Tuesday, June 30, 2015

What is Chef (Part 1)



Hello All,
Chef is an awesome Configuration Management Tool to automate your IT and it’s open source and supported by a community of system administrators and developers. Chef configures and manages your infrastructure no matter if it’s on-premises or in the cloud. You can also use Chef for application deployment. Basically, with Chef, you change your infrastructure to code and have some of the same characteristics of applications such as testing, repeating, and versioning. 


With Chef, your infrastructure is consistent, which means instead of configuring servers manually, you can automate it with Chef in such a way that meets security and compliance requirements and avoid repeating tasks. And in general, servers that configures manually are so fragile and hard to understand and modify and debug. This would be worse if the number of servers goes high, let’s say above 20 servers. And most importantly, it’s really easy to rebuild the servers with Chef from scratch and this is not the case for those servers that are built manually. A good example can be losing a server for whatever reason, let’s say a virus or disk failures, and restoring your servers with all the same configuration automatically and quickly.

You can install Chef on Linux, Mac OS, and Windows,  but I am going to install Chef on CentOS 6.0. First of all, you need to download the installation package. Go to https://downloads.chef.io/index.html and select Chef Development Kit.

                                                                           Figure 1



 In the next page, I selected Red Hat Enterprise Linux which is good for CentOS as well in my case. 


                                                                              Figure 2


Then select either Linux 6 or Linux 7, whatever fits your requirement in your environment. In my case, I chose Linux 6. 

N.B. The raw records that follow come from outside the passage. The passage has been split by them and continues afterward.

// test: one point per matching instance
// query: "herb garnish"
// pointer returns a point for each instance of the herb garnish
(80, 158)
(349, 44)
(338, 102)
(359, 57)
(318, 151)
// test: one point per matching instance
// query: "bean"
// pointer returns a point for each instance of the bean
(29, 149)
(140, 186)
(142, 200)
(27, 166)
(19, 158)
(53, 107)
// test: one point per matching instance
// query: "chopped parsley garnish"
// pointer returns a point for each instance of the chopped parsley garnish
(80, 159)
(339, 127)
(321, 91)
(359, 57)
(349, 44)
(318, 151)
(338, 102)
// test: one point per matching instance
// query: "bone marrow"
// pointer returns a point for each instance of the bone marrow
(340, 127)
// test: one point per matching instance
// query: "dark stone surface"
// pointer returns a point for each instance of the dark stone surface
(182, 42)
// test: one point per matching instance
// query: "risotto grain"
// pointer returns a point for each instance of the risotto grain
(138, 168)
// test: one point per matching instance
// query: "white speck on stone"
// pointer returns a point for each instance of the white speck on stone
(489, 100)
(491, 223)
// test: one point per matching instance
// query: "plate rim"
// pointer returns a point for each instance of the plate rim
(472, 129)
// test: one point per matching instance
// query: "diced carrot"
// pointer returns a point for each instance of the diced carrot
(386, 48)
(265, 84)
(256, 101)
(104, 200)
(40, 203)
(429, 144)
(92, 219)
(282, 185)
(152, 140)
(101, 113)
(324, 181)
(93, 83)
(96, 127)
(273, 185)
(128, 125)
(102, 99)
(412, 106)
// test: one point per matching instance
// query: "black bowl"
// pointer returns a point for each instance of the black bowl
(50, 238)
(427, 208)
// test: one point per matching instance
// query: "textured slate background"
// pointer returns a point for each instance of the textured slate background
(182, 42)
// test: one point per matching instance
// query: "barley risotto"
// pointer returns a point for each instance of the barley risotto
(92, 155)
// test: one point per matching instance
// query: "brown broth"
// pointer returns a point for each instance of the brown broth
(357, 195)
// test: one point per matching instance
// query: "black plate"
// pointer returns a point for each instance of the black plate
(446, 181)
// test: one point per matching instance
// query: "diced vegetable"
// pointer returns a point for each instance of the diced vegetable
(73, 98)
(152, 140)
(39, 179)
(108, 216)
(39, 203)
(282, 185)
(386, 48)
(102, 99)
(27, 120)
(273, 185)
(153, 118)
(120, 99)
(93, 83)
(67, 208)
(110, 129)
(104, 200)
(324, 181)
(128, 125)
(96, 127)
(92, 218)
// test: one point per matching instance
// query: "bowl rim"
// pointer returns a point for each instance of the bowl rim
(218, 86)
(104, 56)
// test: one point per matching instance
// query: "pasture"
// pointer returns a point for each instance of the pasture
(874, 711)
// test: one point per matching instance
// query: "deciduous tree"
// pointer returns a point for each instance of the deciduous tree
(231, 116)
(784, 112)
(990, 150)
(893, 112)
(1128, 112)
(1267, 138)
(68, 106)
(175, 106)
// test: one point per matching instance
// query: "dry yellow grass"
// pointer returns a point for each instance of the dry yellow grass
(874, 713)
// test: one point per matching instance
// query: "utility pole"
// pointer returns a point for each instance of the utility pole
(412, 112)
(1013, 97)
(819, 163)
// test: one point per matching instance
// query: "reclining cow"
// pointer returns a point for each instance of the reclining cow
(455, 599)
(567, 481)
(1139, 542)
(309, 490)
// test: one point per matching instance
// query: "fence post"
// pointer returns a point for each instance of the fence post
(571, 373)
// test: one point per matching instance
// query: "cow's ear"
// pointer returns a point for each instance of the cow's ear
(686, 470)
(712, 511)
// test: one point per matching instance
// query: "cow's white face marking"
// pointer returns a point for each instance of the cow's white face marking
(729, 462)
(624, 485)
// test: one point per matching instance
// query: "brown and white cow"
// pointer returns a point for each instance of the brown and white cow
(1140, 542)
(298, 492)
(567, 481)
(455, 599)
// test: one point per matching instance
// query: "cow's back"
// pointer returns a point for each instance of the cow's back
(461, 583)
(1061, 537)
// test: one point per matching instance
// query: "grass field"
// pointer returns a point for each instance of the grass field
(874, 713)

                                                                                     Figure 3

Now, open terminal and run the below command to install Chef:
Note: depends on your version of package, you may change the numbers
rpm -Uvh chefdk-0.6.2-1.el6.x86_64.rpm

                                                                                      Figure 4


Now, verify that ruby has been installed in correct location (/opt/chefdk/embedded/bin/ruby). Also, make sure ruby is in the PATH. If not, add it by export command:
export PATH=”/opt/chefdk/embedded/bin:$PATH”

                                                                                     Figure 5


Then make sure all Chef components has been installed successfully. Run the below command:
ls /opt/chedk/bin
Also, verify the chef client version.

                                                                                      Figure 6


And that’s all for part 1. In part 2, I will show you some simple example and going through basic commands.